First we need a set of descriptors and so we evaluate all available descriptors. Also note that since a descriptor might belong to more than one category, we should obtain a unique set of descriptor names
```{r}
descNames <- unique(unlist(sapply(get.desc.categories(), get.desc.names)))
descNames
```
For the current discussion we focus on a few, manually selected descriptors that we know will be related to boiling point.
```{r}
data(bpdata)
mols <- parse.smiles(bpdata[,1])
descNames <- c(
'org.openscience.cdk.qsar.descriptors.molecular.KierHallSmartsDescriptor',
'org.openscience.cdk.qsar.descriptors.molecular.APolDescriptor',
'org.openscience.cdk.qsar.descriptors.molecular.HBondDonorCountDescriptor')
descs <- eval.desc(mols, descNames)
class(descs)
```
```{r}
dim(descs)
```
When a descriptor value cannot be computed, it's value is set to NA. This may happen if a descriptor requires 3D coordinates, but only 2D coordinates are available.
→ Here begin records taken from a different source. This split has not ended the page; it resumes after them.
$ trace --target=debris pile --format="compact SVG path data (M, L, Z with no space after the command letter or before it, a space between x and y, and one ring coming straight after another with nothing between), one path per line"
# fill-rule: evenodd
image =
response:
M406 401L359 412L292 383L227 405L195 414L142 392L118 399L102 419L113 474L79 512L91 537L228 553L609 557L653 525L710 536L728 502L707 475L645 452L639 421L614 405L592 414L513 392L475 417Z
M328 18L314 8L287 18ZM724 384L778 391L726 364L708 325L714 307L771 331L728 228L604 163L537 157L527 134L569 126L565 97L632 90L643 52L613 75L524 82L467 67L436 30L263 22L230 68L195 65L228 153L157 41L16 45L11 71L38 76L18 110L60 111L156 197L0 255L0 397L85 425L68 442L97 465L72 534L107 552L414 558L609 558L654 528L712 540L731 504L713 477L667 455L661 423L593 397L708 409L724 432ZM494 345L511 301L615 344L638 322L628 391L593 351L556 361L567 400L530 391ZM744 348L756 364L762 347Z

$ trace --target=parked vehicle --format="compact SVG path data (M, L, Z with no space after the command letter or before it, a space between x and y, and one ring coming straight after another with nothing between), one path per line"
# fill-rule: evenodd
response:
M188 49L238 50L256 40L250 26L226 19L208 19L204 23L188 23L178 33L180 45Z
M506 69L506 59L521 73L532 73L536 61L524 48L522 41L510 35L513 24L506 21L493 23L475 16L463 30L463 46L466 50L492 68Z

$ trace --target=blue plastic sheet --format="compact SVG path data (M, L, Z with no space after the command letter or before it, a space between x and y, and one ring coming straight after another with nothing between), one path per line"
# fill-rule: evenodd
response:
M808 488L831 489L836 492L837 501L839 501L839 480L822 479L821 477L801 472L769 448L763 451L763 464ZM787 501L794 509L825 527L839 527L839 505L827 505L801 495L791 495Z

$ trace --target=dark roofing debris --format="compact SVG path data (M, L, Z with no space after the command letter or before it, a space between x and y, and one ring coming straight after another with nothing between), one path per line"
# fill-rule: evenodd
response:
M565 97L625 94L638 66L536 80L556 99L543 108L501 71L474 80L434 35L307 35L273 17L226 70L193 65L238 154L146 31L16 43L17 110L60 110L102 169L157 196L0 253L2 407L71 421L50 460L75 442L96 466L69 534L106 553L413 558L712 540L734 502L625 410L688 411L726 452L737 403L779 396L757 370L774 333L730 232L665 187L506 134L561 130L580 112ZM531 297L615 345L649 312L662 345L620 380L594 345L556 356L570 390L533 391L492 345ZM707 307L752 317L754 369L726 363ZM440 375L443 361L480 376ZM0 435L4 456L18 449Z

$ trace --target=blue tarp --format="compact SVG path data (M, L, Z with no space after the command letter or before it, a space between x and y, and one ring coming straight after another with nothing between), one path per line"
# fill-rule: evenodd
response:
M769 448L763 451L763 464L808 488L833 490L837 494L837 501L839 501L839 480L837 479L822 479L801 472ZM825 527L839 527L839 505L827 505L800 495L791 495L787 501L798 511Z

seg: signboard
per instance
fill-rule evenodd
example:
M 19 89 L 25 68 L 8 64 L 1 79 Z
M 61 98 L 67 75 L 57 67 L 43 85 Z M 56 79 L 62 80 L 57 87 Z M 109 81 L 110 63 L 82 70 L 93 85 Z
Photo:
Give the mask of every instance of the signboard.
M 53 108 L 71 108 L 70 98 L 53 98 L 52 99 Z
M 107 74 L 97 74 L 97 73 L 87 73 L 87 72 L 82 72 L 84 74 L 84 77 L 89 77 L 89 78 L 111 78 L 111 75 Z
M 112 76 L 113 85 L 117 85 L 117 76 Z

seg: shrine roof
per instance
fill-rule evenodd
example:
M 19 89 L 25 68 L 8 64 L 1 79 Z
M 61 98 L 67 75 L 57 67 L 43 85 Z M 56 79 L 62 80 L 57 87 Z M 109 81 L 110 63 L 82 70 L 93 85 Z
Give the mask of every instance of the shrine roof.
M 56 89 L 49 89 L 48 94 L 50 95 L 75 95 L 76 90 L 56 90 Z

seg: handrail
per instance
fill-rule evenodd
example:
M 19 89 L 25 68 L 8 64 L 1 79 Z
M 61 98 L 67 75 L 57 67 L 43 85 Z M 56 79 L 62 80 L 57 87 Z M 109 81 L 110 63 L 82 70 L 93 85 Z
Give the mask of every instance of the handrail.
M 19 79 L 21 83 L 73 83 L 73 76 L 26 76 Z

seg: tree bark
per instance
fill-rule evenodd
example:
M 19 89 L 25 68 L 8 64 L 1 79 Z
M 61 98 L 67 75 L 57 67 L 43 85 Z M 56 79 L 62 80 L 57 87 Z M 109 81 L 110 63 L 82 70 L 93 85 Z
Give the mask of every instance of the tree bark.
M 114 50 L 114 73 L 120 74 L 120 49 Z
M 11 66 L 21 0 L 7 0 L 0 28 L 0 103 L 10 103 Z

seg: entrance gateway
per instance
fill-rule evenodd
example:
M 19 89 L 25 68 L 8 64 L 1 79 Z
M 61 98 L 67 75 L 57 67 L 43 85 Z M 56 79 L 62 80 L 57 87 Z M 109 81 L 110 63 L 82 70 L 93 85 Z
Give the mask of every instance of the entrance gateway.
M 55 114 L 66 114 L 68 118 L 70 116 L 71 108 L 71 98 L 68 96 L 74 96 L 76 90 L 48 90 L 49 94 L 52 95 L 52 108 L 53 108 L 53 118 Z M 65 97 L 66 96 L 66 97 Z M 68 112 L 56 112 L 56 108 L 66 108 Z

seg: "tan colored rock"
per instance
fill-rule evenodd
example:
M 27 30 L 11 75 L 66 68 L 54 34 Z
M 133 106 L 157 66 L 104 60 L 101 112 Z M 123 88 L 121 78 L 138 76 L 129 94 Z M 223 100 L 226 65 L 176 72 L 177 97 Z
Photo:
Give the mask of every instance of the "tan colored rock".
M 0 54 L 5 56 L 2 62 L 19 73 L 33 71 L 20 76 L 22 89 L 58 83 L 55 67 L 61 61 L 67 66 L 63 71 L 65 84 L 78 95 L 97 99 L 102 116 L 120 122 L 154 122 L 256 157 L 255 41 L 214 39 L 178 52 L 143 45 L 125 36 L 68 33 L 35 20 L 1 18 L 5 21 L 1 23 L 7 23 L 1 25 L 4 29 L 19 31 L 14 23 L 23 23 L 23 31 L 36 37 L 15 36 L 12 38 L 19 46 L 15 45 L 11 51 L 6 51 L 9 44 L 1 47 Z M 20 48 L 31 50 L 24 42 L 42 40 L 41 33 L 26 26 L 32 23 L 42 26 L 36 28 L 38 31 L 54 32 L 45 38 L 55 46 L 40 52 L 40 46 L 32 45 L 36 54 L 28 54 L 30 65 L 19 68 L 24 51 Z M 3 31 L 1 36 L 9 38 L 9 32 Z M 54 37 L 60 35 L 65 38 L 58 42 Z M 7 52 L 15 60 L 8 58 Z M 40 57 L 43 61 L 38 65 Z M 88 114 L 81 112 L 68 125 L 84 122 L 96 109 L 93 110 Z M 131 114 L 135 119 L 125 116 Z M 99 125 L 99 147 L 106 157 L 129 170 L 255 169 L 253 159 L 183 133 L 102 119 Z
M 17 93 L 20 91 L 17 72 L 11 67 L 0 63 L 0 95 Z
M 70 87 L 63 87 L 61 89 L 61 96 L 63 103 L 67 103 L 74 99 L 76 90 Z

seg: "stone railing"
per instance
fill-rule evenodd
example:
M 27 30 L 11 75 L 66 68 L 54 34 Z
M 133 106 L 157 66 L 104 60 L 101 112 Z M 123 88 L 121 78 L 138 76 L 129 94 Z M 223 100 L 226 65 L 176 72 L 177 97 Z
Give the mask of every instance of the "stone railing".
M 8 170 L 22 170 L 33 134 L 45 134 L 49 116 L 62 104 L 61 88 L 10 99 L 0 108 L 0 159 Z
In this case, we have manually selected descriptors such that there will be no undefined values.
Given the ubiquity of certain descriptors, some of them are directly available via their own functions. Specifically, one can calculate TPSA (topological polar surface area), AlogP and XlogP without having to go through eval.desc. (Note that AlogP and XlogP assume that hydrogens are explicitly specified in the molecule. This may not be true if the molecules were obtained from SMILES)
```{r}
mol <- parse.smiles('CC(=O)CC(=O)NCN')[[1]]
convert.implicit.to.explicit(mol)
get.tpsa(mol)
```
```{r}
get.xlogp(mol)
```
```{r}
get.alogp(mol)
```
Now that we have a
##descriptor matrix,
we easily build a linear regression model.
First, remove NA's,
correlated and constant columns.
The code is shown below, but since it involves a stochastic element, we will not run it for this example. If we were to perform feature selection, then this type of reduction would have to be performed.
```{r}
descs <- descs[, !apply(descs, 2, function(x) any(is.na(x)) )]
descs <- descs[, !apply( descs, 2, function(x) length(unique(x)) == 1 )]
r2 <- which(cor(descs)^2 > .6, arr.ind=TRUE)
r2 <- r2[ r2[,1] > r2[,2] , ]
descs <- descs[, -unique(r2[,2])]
```
Note that the above correlation reduction step is pretty crude and there are better ways to do it. Given the reduced descriptor matrix, we can perform feature selection (say using leaps, caret or a GA to identify a suitable subset of descriptors. Given that we selected the descriptors by hand, we can skip this section, and directly build the model and generate a plot of predicte versus observed BP. (Note that this is a toy example and is not an example of good QSAR practice!)
```{r}
model <- lm(BP ~ khs.sCH3 + khs.sF + apol + nHBDon, data.frame(bpdata, descs))
summary(model)
```
```{r}
plot(bpdata$BP, predict(model, descs),
xlab="Observed BP", ylab="Predicted BP",
pch=19, xlim=c(100, 700), ylim=c(100, 700))
abline(0,1, col='red')
```
##Fingerprints
Fingerprints are a common representation used for a variety of purposes such as similarity searching and predictive modeling. The CDK provides a variety of fingerprints ranging from path-based hashed fingerprints to circular (specifically, an implementation fo the ECFP fingerprints) and signature fingerprints (based on the signature molecular descriptor). Some of the fingerprints are represented as binary strings and other by integer vectors. The rcdk employs the fingerprint package to support operations on the resultant fingerprints.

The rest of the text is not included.